Why do reference type members cause implicitly-declared copy assignment operator to be deleted
References are bound to an object when they are initialized and can never be altered after that, everything else you do to them affects the object they are bound to, not the reference itself.
So a reference member is set during construction, and never altered. Since the purpose of an assignment operator is to alter members after construction, it doesn't make sense to generate an implicit assignment operator when one of the member can never be altered. The compiler refuses to try and guess what you want it to do and forces you to provide your own assignment operator with the semantics you want.
Do I need to do anything in my operator= such as explicitly declare return *this or will the compiler (g++) handle this for me?
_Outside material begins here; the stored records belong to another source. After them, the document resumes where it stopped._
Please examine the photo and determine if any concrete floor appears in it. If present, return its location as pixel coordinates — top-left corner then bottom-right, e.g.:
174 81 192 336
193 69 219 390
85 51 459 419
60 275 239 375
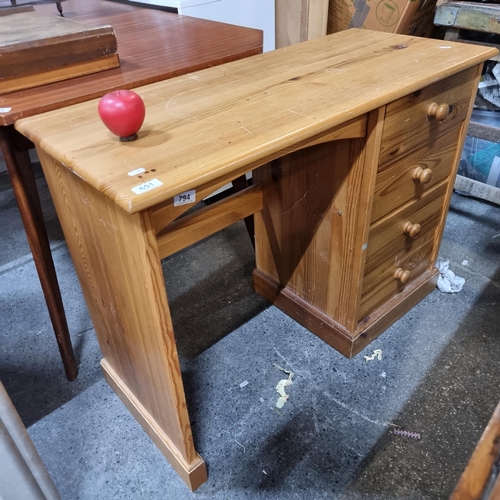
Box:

You absolutely definitely 100% need to return *this;
The only time you don't need an explicit return in C++ is if your function returns void
or in main()
(where there is an implicit return 0;
if you reach the end of the function) or in unusual cases such as functions that never return (either looping forever or throwing an exception).
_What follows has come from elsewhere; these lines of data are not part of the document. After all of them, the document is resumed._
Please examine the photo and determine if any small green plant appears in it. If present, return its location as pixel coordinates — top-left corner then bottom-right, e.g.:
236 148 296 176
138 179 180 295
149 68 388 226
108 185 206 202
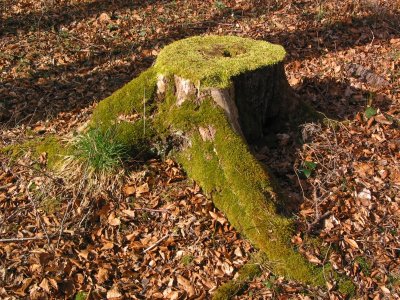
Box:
299 160 317 178
315 3 326 22
75 291 87 300
181 254 194 267
355 256 371 276
41 198 61 214
74 129 127 172
214 0 226 10
364 106 378 119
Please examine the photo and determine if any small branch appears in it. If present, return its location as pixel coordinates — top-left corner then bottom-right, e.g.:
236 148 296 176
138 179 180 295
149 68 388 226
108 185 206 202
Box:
142 233 171 253
132 207 170 213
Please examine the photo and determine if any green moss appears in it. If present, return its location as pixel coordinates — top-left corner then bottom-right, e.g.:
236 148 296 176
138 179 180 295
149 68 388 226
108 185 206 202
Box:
156 99 324 284
85 36 350 285
155 35 286 88
0 136 70 168
90 68 156 151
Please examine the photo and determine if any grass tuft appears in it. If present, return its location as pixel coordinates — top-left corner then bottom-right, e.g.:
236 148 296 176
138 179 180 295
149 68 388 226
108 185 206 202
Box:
73 129 128 172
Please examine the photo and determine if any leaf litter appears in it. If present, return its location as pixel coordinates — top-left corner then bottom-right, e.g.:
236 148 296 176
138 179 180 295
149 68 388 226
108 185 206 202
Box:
0 0 400 299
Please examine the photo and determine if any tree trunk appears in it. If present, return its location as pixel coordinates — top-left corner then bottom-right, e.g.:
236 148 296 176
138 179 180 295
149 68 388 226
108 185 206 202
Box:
92 36 350 292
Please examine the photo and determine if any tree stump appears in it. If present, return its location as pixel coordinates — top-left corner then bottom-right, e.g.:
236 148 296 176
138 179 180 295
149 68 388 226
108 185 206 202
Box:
91 36 348 285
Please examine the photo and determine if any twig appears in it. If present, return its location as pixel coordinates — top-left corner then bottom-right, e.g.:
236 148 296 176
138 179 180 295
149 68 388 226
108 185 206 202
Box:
307 211 332 232
132 207 170 213
0 236 46 243
142 233 171 253
26 181 52 248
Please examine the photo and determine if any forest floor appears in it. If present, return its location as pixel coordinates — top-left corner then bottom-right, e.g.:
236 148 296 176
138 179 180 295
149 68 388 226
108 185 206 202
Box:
0 0 400 299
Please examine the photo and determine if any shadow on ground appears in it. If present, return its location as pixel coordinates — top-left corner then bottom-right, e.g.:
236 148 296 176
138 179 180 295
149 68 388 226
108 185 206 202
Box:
0 0 399 126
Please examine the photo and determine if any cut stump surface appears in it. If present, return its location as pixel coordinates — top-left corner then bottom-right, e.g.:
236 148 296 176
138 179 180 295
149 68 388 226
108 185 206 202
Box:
91 36 350 292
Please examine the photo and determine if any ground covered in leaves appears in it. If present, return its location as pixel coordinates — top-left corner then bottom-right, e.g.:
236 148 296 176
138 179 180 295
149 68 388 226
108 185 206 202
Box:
0 0 400 299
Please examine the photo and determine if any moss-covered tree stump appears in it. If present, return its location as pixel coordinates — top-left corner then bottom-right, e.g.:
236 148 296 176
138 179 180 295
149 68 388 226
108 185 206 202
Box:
91 36 348 292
Do I have to do anything special with the reference member?
It depends what semantics you expect assignment of your type to have.
If you don't want it to change the object the reference is bound to, fine, do nothing with it.
If you want assignment to alter the object the reference is bound to, you need to do that.
If you want the reference to be re-bound to a different object, you're out of luck, C++ doesn't allow that.
A reference cannot be changed. The object referenced by the reference can be changed, but the reference itself cannot.
Consider
struct A {
int &r;
A(int &r_) : r(r_) { }
};
int main() {
int i, j;
A a1(i), a2(j);
a1 = a2;
}
There is nothing you could possibly do in any custom operator=
implementation that would make a1.r
refer to j
, and that's why no operator=
gets created or should be created on your behalf.
If you have a situation in which it's okay for operator=
not to change that reference, then you can define your own.
If you have a situation where you need operator=
to change a reference, your class shouldn't be using a reference. A pointer might be more appropriate.